- Born: Foster Allen Reynolds December 29, 1883 United States
- Died: July 18, 1960 (aged 76) Fullerton, California, U.S.
- Occupation: Instrument maker

= F. A. Reynolds =

Brass instrument designer (1883–1960)

Foster Allen Reynolds (December 29, 1883 – July 18, 1960) was an American brass instrument designer and manufacturer.

==Career==
===Early years===
Reynolds began as an apprentice with the brass band instrument manufacturer J. W. York. At York, he learned brass band instrument design in a tradition that traced its lineage back through James Warren York, the company's founder, and the Boston Musical Instrument Company, which in turn had been formed by the union of the E. G. Wright Company and Graves & Co, which had been making instruments since the 1820s and the advent of valved brass instruments.
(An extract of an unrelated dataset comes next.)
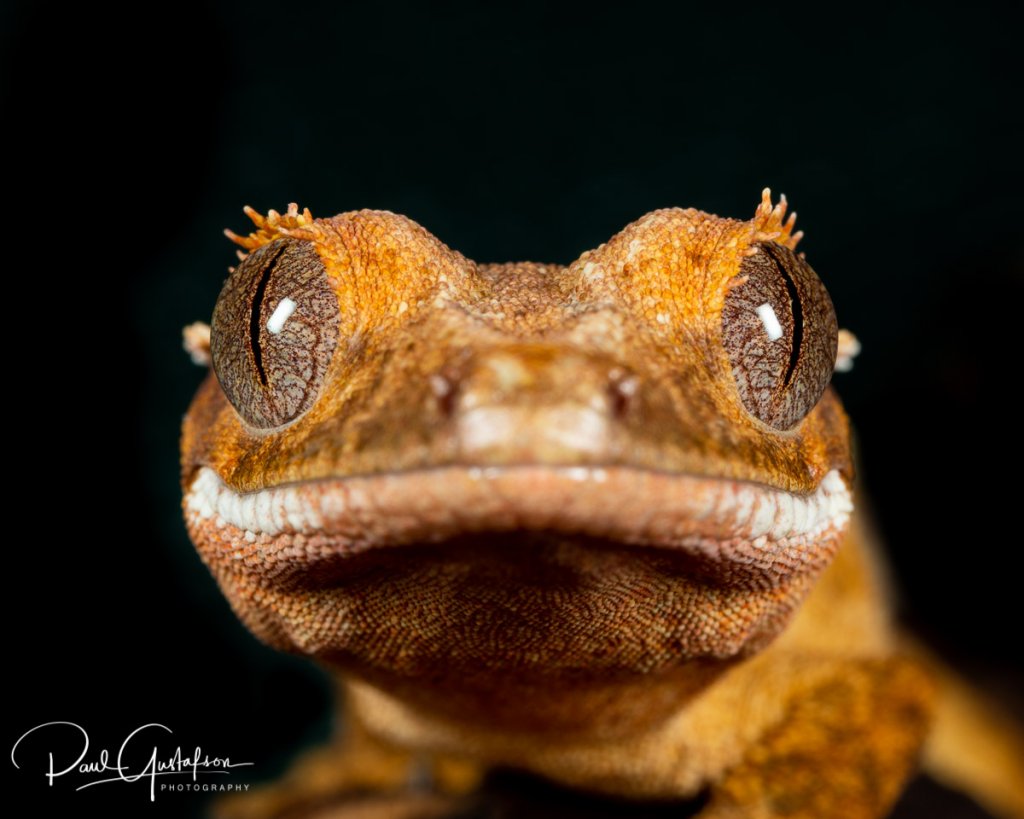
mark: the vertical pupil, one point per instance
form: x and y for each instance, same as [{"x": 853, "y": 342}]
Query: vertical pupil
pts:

In 1904, Reynolds left York to take a position with the H. N. White company, the maker of "King" instruments. There, he transitioned from craftsman to shop superintendent. Reynolds worked for 30 years at King in Cleveland, Ohio, rising far in the company.

===F. A. Reynolds Company===
Reynolds established the F. A. Reynolds Company in 1936 to produce his own brand of band instruments. Reynolds developed a reputation for his instruments' excellent acoustics and superior craftsmanship. He spent 10 years with his company, developing successful lines of cornets, trumpets, baritone horns, French horns, and bass trombones, among other instruments. The company realized significant sales of instruments to the United States Armed Forces during the Second World War. At the age of 61, Reynolds sold the company to Scherl & Roth in 1946.

While at F. A. Reynolds, he teamed with other notable brass men of the day to work on the Martin Committee trumpet in 1939. He also established the Ohio Band Instrument Company, concurrently owned by himself, his brother Harper, and Max Scherl of Scherl & Roth. This spin-off company became wholly owned by Scherl & Roth at the same time they purchased F. A. Reynolds.

===Retirement and F. E. Olds===
The year after selling his company to retire, Reynolds was lured to F. E. Olds by Maurice Berlin, the president of Olds's parent company, Chicago Musical Instruments. Reynolds moved to Los Angeles, California, and took control of the Olds factory there. By 1948, this involvement lead to the birth of the Olds Ambassador line of cornets, trumpets, and trombones, which Olds sold for decades. In 1953, Reynolds took on an apprentice, Zigmant Kanstul, who would serve as plant superintendent after Reynolds's death until 1970. Reynolds died on the job from a heart attack in the presence of Kanstul and others at the Olds plant in Fullerton, California.

==Company legacy==
F. E. Olds has been reconstituted and is selling Olds and Reynolds branded instruments with a headquarters in Westfield, New Jersey. The original F. E. Olds company closed its doors in 1979, still managed by one of the employees present with Reynolds at his death. The Ohio Band Instrument Company name went away around 1950.

==Personal life==
Reynolds was married twice and had three children. His marriage to Frances Dean at the age of 19 lasted 31 years before ending in divorce. His second marriage, to Myrtle Rozelle, lasted the remainder of his life. He entered the workforce at the age of 19, in 1903, and died on the job on July 18, 1960, at the age of 76.